Great quote from Tim Bray on the “View Source Lesson”:

At this point, the RDF evangelists pipe up and say “Well, Ordinary People ™ don’t have to look at the source, there will be tools to sort all that out.” Sorry, I just don’t believe that. If, in 1994, you’d needed DreamWeaver or equivalent to write for the Web, there wouldn’t be a Web today."

That last sentence succinctly expresses an intuition I’ve had but not been able to articulate. There’s something critical about not relying on end-user tools to make a technology approachable. This is why I like XML-configured tools like Ant, and was suspicious of the early-day dreams of how Struts was going to make front-end development a drag-and-drop operation. Thankfully (for the fate of that framework) it is still quite usable without depending on the rapid development tools everyone was talking about on the lists in Y2K.

As Jon Udell paraphrases Dave Megginson: the formats that tend to succeed are those optimized more for humans than for machines.
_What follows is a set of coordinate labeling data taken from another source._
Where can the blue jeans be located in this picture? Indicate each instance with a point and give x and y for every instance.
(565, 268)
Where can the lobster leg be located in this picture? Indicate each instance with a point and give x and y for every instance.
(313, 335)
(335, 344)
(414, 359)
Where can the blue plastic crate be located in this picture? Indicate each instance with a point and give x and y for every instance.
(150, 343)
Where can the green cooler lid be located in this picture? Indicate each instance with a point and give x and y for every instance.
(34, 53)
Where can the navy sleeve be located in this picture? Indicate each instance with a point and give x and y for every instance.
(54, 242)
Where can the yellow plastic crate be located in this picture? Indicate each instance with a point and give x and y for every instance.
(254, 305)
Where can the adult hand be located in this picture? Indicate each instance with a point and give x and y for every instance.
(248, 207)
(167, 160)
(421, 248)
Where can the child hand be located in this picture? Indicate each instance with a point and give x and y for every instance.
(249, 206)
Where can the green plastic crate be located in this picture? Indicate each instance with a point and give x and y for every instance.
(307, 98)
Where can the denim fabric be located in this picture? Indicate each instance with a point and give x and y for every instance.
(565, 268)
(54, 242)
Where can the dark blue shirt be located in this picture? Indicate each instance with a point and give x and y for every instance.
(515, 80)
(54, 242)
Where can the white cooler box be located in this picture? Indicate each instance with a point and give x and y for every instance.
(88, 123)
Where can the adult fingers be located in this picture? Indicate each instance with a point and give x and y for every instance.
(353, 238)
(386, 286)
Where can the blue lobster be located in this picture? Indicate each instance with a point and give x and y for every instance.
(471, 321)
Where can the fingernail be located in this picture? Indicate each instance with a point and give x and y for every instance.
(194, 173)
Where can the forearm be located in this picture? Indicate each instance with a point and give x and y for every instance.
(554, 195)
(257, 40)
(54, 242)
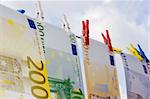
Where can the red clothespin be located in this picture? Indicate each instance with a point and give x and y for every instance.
(85, 32)
(107, 41)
Microsoft, on the other hand, has such a strong market position that they are able to put tools first; their developer community will simply wait for Redmond to introduce a new version with the latest feature. Macromedia was so far out in front with Flash that SWF gained a similar position, poisoning SVG. I still believe it is a mistake, though, for anyone without such a position to rely on applications to expose an accessible interface.

I posted this in January 2004 during week 1556.